Centre of Community Medicine & HIV Outpatient Clinic, Verona, Italy.
AIDS. 2011 Oct 23;25(16):1993-2004. doi: 10.1097/QAD.0b013e328349c6ee.
The use of abacavir (ABC) has been associated with an increased risk of cardiovascular disease in some cohort studies. However, no excess risk of myocardial infarction (MI) with ABC therapy has been observed in individual randomized clinical trials (RCTs) and in the aggregated clinical trials database maintained by the manufacturer of ABC.
To combine all the evidence from RCTs by means of meta-analysis to estimate the effect of combined antiretroviral therapy (cART) containing ABC on MI and overall major cardiovascular events (CVEs).
Primary outcomes included MI, CVE, adverse events requiring discontinuation of treatment, and overall mortality. We used a conventional Mantel-Haenszel method, with risk ratio and 95% confidence intervals (CIs) or, in the presence of heterogeneity, a random-effect model.
Data were from 28 primary RCTs (9233 participants) comparing ABC-containing cART (4376 participants) to other regimens not containing ABC (4857 controls). MI data were available from 18 trials (31 episodes in 7054 patients) and CVE data from 20 trials (79 episodes in 7899 patients).

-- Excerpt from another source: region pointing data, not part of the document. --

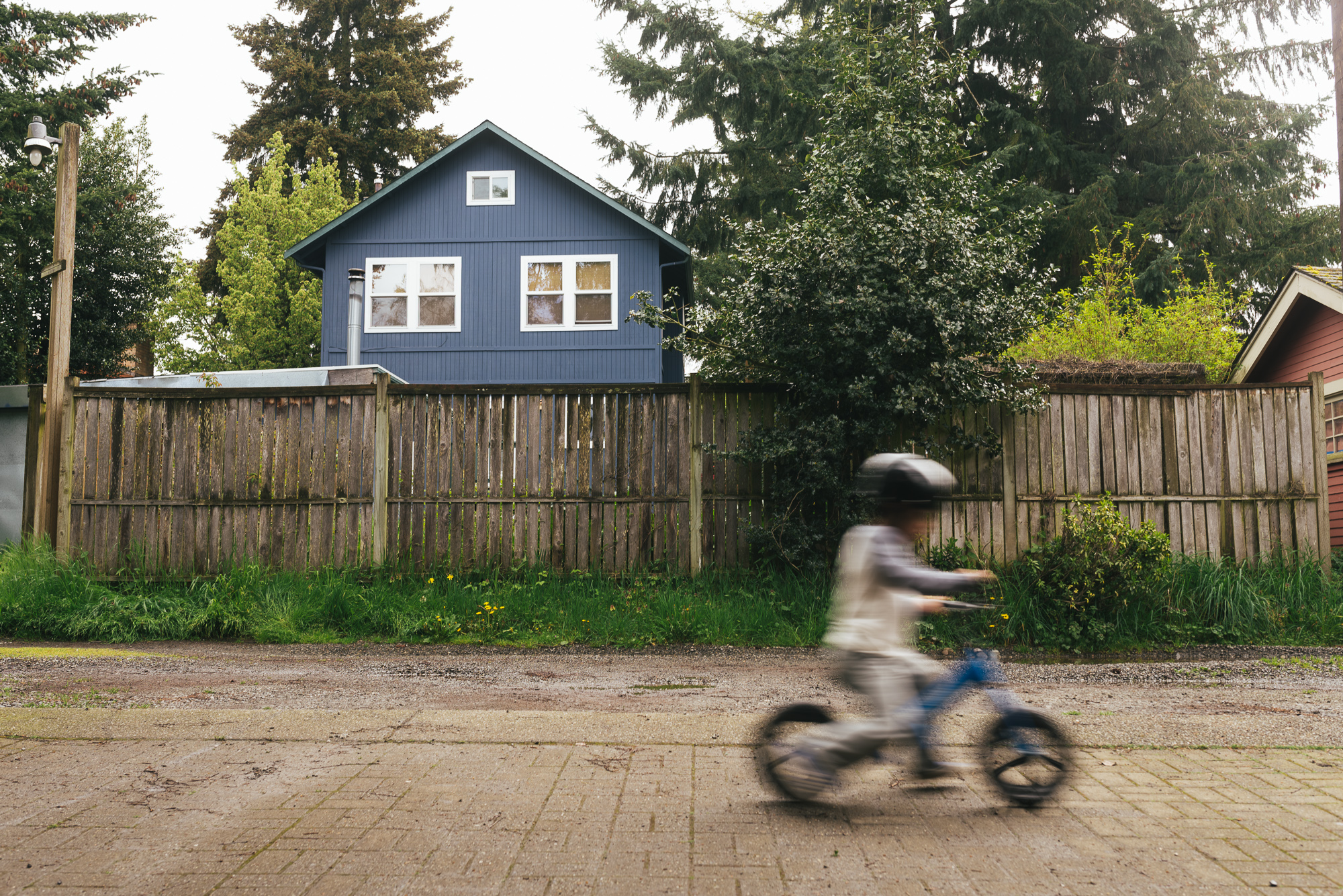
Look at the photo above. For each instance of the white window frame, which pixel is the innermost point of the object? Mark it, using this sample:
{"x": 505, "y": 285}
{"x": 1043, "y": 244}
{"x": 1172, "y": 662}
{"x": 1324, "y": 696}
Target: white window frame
{"x": 413, "y": 295}
{"x": 570, "y": 281}
{"x": 1337, "y": 455}
{"x": 512, "y": 188}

Compared to the controls, ABC use did not increase significantly the occurrence of MI (risk ratio 0.73, 95% CI 0.39-1.35; P = 0.31), CVE (risk ratio 0.95, 95% CI 0.62-1.44; P = 0.80), overall mortality (risk ratio 1.20, 95% CI 0.63-2.27; P = 0.58), and adverse events requiring discontinuation of treatment (risk ratio 0.82, 95% CI 0.67-1.00; P = 0.05).
This meta-analysis of RCTs does not support the hypothesis that ABC-containing cART regimens carry a greater risk of MI or major cardiovascular events relative to comparator cART.

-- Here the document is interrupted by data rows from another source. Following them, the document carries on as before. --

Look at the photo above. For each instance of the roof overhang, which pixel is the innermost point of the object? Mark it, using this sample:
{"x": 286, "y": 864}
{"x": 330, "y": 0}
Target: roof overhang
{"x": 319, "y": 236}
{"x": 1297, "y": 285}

一些队列研究表明,使用阿巴卡韦(ABC)与心血管疾病风险增加相关。然而,在个别随机临床试验(RCT)和 ABC 制造商维护的汇总临床试验数据库中,并未观察到 ABC 治疗与心肌梗死(MI)风险增加相关。
通过荟萃分析综合所有 RCT 的证据,估计包含 ABC 的联合抗逆转录病毒治疗(cART)对 MI 和总体主要心血管事件(CVE)的影响。
主要结局包括 MI、CVE、需要停药的不良事件和总体死亡率。我们使用传统的 Mantel-Haenszel 方法,计算风险比和 95%置信区间(CI),或在存在异质性时使用随机效应模型。
数据来自 28 项比较包含 ABC 的 cART(4376 名参与者)与不包含 ABC 的其他方案(4857 名对照)的主要 RCT(9233 名参与者)。MI 数据来自 18 项试验(7054 名患者中的 31 例),CVE 数据来自 20 项试验(7899 名患者中的 79 例)。与对照组相比,ABC 治疗并未显著增加 MI 的发生风险(风险比 0.73,95%CI 0.39-1.35;P = 0.31)、CVE(风险比 0.95,95%CI 0.62-1.44;P = 0.80)、总体死亡率(风险比 1.20,95%CI 0.63-2.27;P = 0.58)或需要停药的不良事件(风险比 0.82,95%CI 0.67-1.00;P = 0.05)。
这项 RCT 的荟萃分析不支持包含 ABC 的 cART 方案比对照 cART 方案具有更高的 MI 或主要心血管事件风险的假设。